6.      Additional resources on individual’s experience with the Act

a.      Yeoman, Barry [22]

b.      Rollin, Betty [23]

c.      Van Loon, Adam [24]

 

                                                          iii.      Contacts:

 

1.      Kate Cheney

 

a.      Dr. Robert Richardson, Head of Kaiser Permanente NW Ethics Service

 

b.      Dr. Allan Weiland, Kaiser Permanente Northwest regional medical director

 

 

2.      Joan Lucas

 

a.      Bill Kettler, reporter, The Medford Mail Tribune

 

3.      Pat Matheny

 

a.      Erin Hoover Barnett, reporter, The Oregonian

 

b.      Paul Burgett, District Attorney, Coos County, Oregon

 

4.      “Helen”

 

a.      Dr. Peter Reagan, Portland Family Practice

 

5.      Michael Freeland

 

a.      Dr.
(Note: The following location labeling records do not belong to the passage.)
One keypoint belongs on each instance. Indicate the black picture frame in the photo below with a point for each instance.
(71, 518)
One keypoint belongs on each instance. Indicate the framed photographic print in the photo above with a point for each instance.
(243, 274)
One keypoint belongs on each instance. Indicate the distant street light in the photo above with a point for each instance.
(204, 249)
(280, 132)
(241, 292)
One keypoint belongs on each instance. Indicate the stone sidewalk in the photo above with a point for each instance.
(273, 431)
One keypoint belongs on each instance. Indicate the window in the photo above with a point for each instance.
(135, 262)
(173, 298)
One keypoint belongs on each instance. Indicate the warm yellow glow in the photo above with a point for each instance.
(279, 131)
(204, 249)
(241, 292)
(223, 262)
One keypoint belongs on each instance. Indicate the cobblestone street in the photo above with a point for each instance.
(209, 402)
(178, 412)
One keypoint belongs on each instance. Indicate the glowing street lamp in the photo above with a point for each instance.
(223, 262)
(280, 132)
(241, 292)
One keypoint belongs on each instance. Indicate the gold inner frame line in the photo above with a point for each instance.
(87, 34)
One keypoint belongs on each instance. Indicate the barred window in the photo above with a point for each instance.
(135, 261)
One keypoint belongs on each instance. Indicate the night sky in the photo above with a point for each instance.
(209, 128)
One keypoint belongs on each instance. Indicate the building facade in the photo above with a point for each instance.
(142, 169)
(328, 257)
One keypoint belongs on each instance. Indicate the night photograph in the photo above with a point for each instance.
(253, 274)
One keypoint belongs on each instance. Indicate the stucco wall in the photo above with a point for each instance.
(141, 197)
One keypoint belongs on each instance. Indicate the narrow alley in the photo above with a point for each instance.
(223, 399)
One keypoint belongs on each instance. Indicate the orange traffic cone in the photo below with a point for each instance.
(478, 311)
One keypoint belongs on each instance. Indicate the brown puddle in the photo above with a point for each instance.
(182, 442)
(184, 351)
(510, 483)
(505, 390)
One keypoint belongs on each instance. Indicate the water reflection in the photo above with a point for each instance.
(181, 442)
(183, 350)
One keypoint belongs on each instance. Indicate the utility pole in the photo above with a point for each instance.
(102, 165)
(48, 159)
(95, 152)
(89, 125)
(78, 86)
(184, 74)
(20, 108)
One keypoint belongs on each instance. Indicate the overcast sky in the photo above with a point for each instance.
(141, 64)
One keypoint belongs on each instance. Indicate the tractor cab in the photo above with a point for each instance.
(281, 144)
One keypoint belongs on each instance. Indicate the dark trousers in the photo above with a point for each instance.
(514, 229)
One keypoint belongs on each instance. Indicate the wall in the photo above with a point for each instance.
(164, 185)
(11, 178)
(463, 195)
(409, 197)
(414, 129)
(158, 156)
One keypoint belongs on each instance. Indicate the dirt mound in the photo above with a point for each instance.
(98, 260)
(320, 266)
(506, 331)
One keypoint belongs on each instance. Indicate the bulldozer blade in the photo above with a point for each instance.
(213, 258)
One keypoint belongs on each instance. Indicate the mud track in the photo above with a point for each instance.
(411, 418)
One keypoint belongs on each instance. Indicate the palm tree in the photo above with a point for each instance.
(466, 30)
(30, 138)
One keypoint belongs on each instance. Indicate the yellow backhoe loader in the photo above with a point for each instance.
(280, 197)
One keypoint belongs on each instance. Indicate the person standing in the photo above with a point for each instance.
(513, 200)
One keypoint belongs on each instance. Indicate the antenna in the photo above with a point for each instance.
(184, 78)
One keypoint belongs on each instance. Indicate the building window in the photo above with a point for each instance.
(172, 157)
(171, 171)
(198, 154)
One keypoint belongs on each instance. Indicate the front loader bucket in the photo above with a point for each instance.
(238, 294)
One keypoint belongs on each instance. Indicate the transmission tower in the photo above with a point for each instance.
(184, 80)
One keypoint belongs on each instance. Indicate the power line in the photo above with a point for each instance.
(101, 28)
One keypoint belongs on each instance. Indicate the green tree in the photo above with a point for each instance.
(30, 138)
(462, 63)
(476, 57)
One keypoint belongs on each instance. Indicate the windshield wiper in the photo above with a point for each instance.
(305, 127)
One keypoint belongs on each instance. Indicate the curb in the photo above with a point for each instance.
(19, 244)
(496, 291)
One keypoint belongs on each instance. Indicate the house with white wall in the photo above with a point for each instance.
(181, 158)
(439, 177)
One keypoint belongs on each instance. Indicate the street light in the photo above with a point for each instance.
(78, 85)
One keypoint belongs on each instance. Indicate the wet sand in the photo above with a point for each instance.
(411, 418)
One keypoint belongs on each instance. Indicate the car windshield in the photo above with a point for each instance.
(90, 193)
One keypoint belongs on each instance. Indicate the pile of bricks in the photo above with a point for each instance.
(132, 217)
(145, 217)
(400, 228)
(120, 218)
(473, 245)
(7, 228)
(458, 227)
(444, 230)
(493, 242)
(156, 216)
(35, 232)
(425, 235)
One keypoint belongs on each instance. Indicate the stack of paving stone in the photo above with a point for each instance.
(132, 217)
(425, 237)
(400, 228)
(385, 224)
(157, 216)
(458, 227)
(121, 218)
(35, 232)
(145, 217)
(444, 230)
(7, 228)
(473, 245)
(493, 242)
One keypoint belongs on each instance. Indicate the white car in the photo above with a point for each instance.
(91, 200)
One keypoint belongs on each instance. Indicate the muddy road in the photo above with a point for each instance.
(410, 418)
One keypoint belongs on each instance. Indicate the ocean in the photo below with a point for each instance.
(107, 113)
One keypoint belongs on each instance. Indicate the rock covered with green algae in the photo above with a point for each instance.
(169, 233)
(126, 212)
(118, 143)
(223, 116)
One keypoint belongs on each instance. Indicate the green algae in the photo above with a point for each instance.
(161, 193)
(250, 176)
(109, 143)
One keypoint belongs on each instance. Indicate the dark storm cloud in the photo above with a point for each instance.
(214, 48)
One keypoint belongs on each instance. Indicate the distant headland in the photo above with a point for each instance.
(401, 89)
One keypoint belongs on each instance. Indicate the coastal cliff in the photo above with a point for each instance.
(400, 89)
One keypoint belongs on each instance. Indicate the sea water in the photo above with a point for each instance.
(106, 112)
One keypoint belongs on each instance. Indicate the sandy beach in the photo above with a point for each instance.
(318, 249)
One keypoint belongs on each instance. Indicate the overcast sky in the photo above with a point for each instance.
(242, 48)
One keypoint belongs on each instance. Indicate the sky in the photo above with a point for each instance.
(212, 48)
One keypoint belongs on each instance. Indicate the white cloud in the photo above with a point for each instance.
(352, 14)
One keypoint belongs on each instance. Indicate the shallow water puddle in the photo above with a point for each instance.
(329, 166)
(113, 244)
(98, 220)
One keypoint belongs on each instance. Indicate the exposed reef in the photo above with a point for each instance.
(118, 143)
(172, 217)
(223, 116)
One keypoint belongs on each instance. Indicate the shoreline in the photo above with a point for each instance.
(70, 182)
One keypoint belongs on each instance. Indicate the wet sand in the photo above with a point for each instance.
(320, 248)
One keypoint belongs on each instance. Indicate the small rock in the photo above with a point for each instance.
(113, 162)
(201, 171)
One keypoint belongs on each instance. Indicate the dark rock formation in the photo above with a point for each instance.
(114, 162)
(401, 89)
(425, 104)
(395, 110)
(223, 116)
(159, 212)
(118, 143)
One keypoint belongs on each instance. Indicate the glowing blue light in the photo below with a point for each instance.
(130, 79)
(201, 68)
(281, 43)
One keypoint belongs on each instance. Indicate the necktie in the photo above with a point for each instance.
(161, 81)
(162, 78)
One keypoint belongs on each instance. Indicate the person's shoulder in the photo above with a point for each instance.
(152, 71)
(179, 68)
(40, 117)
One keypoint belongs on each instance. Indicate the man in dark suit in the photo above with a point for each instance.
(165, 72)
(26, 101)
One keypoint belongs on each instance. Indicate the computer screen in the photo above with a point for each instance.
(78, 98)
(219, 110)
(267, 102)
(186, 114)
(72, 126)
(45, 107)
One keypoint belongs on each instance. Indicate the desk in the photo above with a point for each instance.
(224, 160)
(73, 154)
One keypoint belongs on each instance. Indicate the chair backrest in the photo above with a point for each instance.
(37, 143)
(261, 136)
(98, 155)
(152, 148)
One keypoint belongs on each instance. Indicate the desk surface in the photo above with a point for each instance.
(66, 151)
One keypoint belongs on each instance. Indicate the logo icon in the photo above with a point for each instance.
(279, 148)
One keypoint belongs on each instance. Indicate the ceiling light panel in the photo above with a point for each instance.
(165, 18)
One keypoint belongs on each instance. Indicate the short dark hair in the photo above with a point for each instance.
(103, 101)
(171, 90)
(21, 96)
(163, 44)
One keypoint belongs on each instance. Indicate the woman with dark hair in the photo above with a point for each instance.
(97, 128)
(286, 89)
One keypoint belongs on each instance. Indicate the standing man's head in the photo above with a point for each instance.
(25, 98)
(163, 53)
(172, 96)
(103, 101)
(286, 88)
Peter Reagan, Portland Family Practice

 

6.      ALL Cases

 

a.      Hardy Myers, Oregon Attorney General, Oregon Department of Justice.

 

b.      Michael Sims, Executive Assistant, Oregon Board of Medical Examiners.

 

 

III.              Safeguards Govern the Proper Application of the Oregon Death With Dignity Act

 

***FORMAT NOTE:  The observations and claims in Section III can be explored using a common set of resources and contacts which are listed at the end of this section.

 

a.      Factual Observation: The Oregon law contains a strict set of safeguards to ensure the law is properly applied.  These safeguards work to ensure patients electing to utilize the Act are terminal, competent, and making a free decision. 

 

Opponents Claim: Seeking to undermine the efficacy of the safeguards, opponents of the Act make a number of unsubstantiated allegations that it is abused.

 

 

                                                              i.      Questions to be Resolved by Legislative Council:

 

1.      What are the safeguards built into the law to ensure it is properly applied?

 

2.      According to Oregon state officials, are the safeguards working well?

 

3.      What state or federal enforcement or legal actions have substantiated allegations that the law was abused?  What are the complete, actual facts relating to any such actions?

 

 

b.      Factual Observation: One requirement of the Act is that the patient be diagnosed with a terminal illness with a prognosis of six months or less (accepted by Medicare).  Proponents of the law acknowledge a medical determination that a person’s illness will produce death within six months cannot be determined with an exact certainty, but instead must be based on a reasonable medical judgment.  While there is considerable variation in the time between acquiring a prescription and hastening death, patients wait as long as possible before using the medication.

 

Opponents Claim: Opponents of the law claim the safeguard that a patient be in a terminal condition does not provide adequate protection because the six-month prognosis is not infallible.